When the truck halted, Earl knew it meant the fire. His father didn’t have to say a word. Whatever they foraged out of the ditches was piled on the hard-packed surface of the road, rotten fence posts, dried Russian thistle, beer boxes. “Bigger, bigger,” his father urged, as they stumbled through the dark in a frenzy, filling their arms with water-killed willow, a smashed turkey crate, a weathered fir plank fallen off a load of lumber. Some nights the flames roared and blustered ten feet high, submerging the stars in a fizz of sparks. His father stood as close to the bonfire as he could bear, so close that Earl wondered his shirt didn’t begin to curl and smoke.
“There’s nothing like fire,” his father said, “to take the cold and darkness away. Is there, Earl?”
The sun rose on charred sticks, ashes, and Earl asleep in the truck. Only with daybreak did Monkman trust himself to start the engine and return to Connaught. In first light and the cold of dawn he wrapped his arms around himself and scattered the remains of the fire up and down the road with his boots. Then he crept home, driving painfully slow and careful so as not to disturb the sleep of his son, who, nevertheless, from time to time, spoke out in his dreams.
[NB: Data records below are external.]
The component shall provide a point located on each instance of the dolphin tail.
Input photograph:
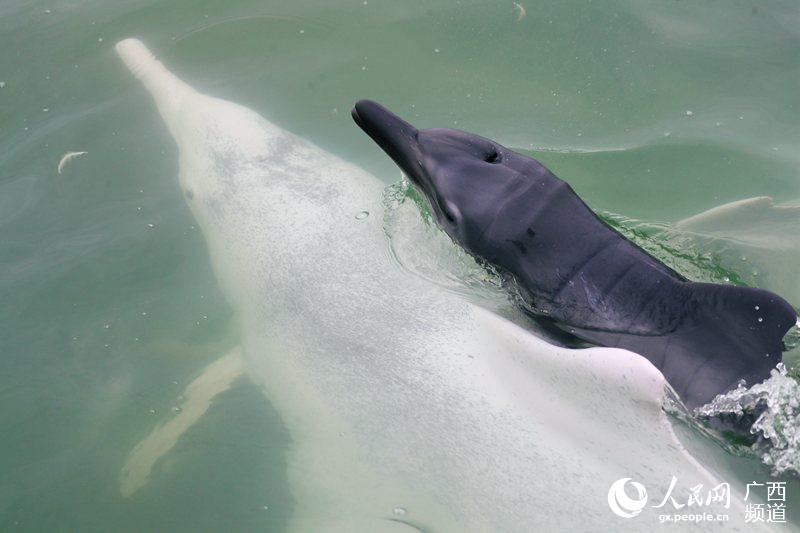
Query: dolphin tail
(167, 89)
(730, 334)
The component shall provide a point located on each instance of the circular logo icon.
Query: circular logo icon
(623, 505)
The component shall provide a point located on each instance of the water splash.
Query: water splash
(760, 421)
(776, 428)
(420, 246)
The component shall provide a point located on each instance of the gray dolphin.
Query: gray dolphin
(574, 270)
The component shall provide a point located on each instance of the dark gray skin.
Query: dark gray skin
(510, 211)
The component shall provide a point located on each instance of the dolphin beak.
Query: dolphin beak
(394, 135)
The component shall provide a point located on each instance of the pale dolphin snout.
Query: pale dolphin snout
(167, 90)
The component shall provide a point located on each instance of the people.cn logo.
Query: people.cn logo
(623, 505)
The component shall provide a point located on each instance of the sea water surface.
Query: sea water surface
(654, 111)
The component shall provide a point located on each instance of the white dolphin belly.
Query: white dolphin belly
(406, 404)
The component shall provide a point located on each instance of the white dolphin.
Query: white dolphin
(408, 407)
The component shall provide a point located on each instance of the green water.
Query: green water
(656, 110)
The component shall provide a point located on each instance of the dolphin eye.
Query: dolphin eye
(492, 157)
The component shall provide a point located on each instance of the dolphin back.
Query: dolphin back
(728, 334)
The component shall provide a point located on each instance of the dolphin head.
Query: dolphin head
(464, 177)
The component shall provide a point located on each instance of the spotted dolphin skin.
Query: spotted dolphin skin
(573, 269)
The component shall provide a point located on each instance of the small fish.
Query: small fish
(522, 11)
(66, 158)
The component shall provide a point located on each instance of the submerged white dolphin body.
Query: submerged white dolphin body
(407, 405)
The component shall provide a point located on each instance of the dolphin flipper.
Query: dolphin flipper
(215, 379)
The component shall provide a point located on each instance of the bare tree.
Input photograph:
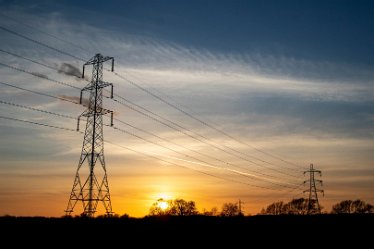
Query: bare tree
(212, 212)
(158, 210)
(181, 207)
(230, 209)
(352, 207)
(275, 208)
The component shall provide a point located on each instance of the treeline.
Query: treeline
(301, 207)
(181, 207)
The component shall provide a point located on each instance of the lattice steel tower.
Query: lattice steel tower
(91, 183)
(313, 204)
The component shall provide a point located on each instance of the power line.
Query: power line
(160, 159)
(159, 98)
(202, 172)
(203, 122)
(136, 85)
(52, 96)
(43, 78)
(154, 95)
(195, 151)
(182, 129)
(204, 163)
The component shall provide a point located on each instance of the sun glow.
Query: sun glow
(163, 204)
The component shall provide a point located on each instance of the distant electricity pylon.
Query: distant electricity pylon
(91, 183)
(313, 204)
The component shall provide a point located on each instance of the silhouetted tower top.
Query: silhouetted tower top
(91, 183)
(313, 203)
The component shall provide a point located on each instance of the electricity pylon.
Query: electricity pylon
(91, 183)
(313, 204)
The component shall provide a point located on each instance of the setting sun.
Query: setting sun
(163, 204)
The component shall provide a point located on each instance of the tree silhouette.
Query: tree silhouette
(157, 209)
(230, 209)
(181, 207)
(177, 207)
(275, 208)
(294, 207)
(352, 207)
(212, 212)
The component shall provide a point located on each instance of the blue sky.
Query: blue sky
(294, 78)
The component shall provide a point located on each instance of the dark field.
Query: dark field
(174, 232)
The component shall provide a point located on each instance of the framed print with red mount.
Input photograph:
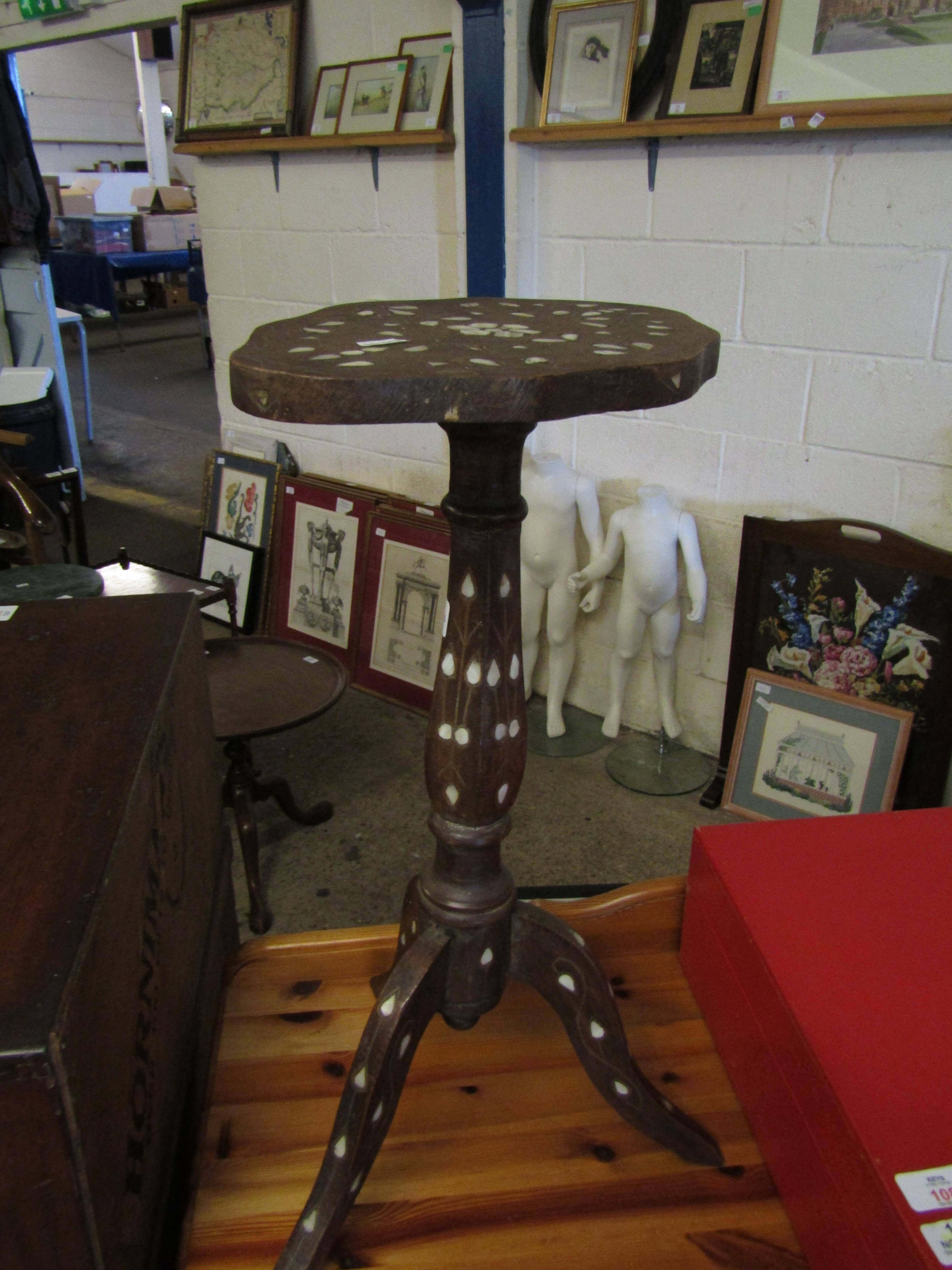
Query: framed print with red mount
(320, 566)
(404, 608)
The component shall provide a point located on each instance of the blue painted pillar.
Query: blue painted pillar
(485, 139)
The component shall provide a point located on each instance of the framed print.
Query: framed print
(325, 107)
(318, 594)
(715, 68)
(855, 609)
(374, 96)
(223, 561)
(867, 55)
(428, 87)
(591, 61)
(239, 69)
(406, 598)
(803, 751)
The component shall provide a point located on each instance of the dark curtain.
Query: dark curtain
(25, 209)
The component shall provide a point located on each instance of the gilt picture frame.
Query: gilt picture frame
(800, 751)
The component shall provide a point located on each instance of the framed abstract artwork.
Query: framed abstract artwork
(226, 561)
(406, 602)
(800, 751)
(591, 61)
(322, 547)
(864, 55)
(238, 69)
(855, 609)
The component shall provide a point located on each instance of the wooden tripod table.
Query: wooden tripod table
(488, 371)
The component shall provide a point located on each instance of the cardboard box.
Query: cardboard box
(818, 951)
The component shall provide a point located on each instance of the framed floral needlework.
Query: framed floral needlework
(853, 609)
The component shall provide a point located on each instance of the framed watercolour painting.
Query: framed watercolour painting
(320, 567)
(864, 55)
(239, 69)
(591, 61)
(373, 98)
(855, 609)
(226, 561)
(716, 63)
(428, 88)
(406, 600)
(801, 751)
(327, 101)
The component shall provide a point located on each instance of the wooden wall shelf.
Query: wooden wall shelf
(441, 140)
(725, 125)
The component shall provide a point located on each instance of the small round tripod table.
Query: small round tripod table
(487, 371)
(261, 686)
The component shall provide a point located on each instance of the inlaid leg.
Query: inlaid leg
(551, 958)
(408, 1001)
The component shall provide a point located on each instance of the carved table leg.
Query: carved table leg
(551, 958)
(408, 1001)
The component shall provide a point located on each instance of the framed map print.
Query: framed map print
(239, 69)
(322, 547)
(406, 598)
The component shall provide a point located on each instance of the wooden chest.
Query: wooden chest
(117, 921)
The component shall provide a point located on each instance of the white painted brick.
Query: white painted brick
(613, 449)
(899, 408)
(893, 191)
(757, 393)
(741, 192)
(701, 281)
(853, 300)
(238, 194)
(291, 267)
(327, 192)
(560, 270)
(376, 267)
(592, 192)
(925, 502)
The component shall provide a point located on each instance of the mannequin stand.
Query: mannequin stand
(462, 933)
(583, 732)
(658, 765)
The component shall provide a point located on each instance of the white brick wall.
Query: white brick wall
(822, 261)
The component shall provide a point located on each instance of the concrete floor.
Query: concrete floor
(155, 420)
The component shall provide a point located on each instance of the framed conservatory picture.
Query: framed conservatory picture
(322, 547)
(801, 751)
(239, 69)
(406, 600)
(855, 609)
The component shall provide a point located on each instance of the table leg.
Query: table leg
(465, 902)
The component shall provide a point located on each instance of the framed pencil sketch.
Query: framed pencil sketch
(867, 55)
(428, 88)
(374, 92)
(239, 69)
(591, 61)
(406, 598)
(223, 561)
(715, 68)
(803, 751)
(855, 609)
(325, 106)
(322, 547)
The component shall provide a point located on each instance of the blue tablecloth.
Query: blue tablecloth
(82, 279)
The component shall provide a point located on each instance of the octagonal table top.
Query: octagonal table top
(470, 361)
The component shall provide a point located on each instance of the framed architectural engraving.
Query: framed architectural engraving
(866, 55)
(591, 61)
(406, 598)
(801, 751)
(327, 101)
(428, 88)
(239, 69)
(322, 547)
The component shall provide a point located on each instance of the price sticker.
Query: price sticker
(927, 1189)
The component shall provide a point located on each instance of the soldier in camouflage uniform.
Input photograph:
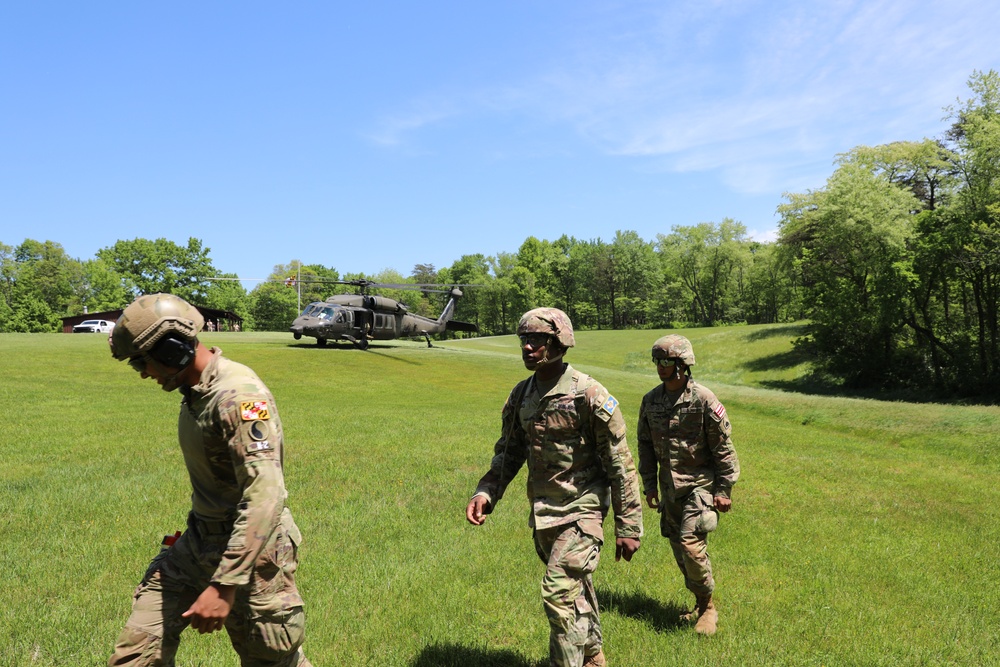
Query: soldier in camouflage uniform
(685, 432)
(570, 431)
(234, 566)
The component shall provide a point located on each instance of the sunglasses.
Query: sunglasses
(535, 340)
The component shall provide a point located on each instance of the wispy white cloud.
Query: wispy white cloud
(752, 89)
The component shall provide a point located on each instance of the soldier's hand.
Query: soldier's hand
(209, 611)
(723, 504)
(475, 511)
(626, 546)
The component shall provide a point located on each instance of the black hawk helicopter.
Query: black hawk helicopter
(360, 318)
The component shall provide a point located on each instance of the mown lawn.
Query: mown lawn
(863, 532)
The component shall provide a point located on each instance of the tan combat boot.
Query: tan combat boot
(689, 616)
(708, 617)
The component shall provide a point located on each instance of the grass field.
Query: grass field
(863, 532)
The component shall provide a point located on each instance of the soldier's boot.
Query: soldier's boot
(690, 616)
(708, 617)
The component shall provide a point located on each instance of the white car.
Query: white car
(94, 326)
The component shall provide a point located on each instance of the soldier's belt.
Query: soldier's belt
(206, 527)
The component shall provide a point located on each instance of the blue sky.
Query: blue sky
(366, 136)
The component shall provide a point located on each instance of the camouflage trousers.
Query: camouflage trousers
(686, 522)
(571, 553)
(266, 624)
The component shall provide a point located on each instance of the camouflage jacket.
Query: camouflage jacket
(232, 441)
(579, 464)
(690, 441)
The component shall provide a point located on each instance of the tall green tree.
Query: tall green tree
(851, 240)
(705, 259)
(163, 266)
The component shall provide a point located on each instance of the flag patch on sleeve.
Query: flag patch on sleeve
(253, 410)
(610, 405)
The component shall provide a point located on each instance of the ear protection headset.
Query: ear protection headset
(173, 352)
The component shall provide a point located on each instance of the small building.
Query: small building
(215, 319)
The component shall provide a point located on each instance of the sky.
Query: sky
(382, 135)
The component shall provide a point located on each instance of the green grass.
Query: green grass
(863, 532)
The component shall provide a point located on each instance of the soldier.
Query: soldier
(234, 566)
(570, 431)
(685, 431)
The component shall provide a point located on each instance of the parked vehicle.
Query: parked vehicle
(94, 326)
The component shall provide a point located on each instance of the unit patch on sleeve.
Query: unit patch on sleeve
(253, 410)
(610, 405)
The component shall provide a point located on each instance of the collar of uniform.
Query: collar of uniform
(210, 372)
(563, 386)
(685, 395)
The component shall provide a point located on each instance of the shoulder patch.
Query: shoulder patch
(254, 410)
(609, 406)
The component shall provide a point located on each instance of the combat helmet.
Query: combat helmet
(674, 347)
(548, 320)
(148, 319)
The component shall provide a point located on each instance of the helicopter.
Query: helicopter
(360, 318)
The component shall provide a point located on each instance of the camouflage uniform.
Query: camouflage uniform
(239, 531)
(689, 440)
(579, 465)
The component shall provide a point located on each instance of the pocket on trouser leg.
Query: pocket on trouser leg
(274, 639)
(708, 519)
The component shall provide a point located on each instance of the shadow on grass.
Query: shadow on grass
(786, 331)
(456, 655)
(661, 617)
(778, 362)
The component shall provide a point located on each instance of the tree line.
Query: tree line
(894, 264)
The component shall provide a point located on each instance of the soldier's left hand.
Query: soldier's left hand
(723, 504)
(209, 611)
(626, 546)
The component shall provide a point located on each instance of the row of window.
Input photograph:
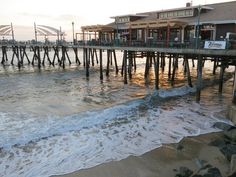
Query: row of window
(122, 19)
(174, 14)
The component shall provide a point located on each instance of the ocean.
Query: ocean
(56, 121)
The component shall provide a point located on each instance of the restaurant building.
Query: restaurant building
(167, 27)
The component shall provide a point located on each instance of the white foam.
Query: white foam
(85, 140)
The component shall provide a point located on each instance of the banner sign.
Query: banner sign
(215, 45)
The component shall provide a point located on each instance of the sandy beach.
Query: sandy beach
(193, 155)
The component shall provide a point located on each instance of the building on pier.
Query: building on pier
(166, 28)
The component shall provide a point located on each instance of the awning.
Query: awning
(156, 24)
(97, 28)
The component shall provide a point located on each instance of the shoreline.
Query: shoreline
(191, 153)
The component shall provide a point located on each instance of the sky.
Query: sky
(58, 13)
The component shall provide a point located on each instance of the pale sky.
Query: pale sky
(58, 13)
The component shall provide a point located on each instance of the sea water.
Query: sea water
(56, 121)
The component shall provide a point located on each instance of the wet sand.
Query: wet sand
(192, 152)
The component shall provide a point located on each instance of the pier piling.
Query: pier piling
(199, 78)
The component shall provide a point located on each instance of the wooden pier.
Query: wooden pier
(154, 56)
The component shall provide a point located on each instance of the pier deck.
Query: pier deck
(155, 55)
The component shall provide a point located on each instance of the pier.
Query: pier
(154, 56)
Monkman knew what awaited him. Vera. Vera in her mother’s housecoat, looking sallow and hollow-eyed. It bothered him to see her so, in her mother’s housecoat. Many a time he had almost brought himself to speak to her about her wearing of it. It wasn’t respectful or right the way she had gone into her mother’s closet and helped herself. To see her sashaying and promenading around in it, trailing ash and cigarette smoke like the Queen of Sheba, particularly galled him. Smoking was not a habit Martha had indulged in, or approved of.